On September 13, 1993, Arafat and Israel's Prime Minister, Yitzhak Rabin, appeared on the White House lawn after secret talks facilitated by Norwegian diplomats.

The two sides signed the Declaration of Principles, an agreement allowing Palestinians self-rule in the Gaza Strip and the West Bank town of Jericho in return for the PLO's recognition of the Jewish state.

But such fundamental issues as Jewish settlements on occupied land, the future of Palestinians who were made refugees in 1948 and the future of Jerusalem were left undecided.

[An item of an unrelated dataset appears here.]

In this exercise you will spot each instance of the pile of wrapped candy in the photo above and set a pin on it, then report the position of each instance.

Though Arafat returned in triumph to Gaza the following year, the peace process was fraught with difficulties.

Rabin was assassinated in November 1995 and, as President of the Palestinian National Authority, Arafat struggled to define his role and keep Israelis and Palestinians committed to what he termed the "peace of the brave".

By 2000, the Oslo peace process had come to a dead end.

A new intifada now armed, with Arafat at its heart was launched in the West Bank and Gaza.

Matters came to a head in December 2001 when, following a wave of suicide attacks, the Israeli government led by Arafat's old adversary Ariel Sharon blockaded him in his West Bank headquarters, accusing him of instigating the terror on Israel's streets.

Meanwhile, the explosion of pent-up anger of Palestinians who had lost faith in the peace process and in Arafat's leadership fed the ongoing violence.

Suicide bombings brought severe Israeli retribution, which trapped and isolated Arafat in the ruins of his bombed-out headquarters in Ramallah.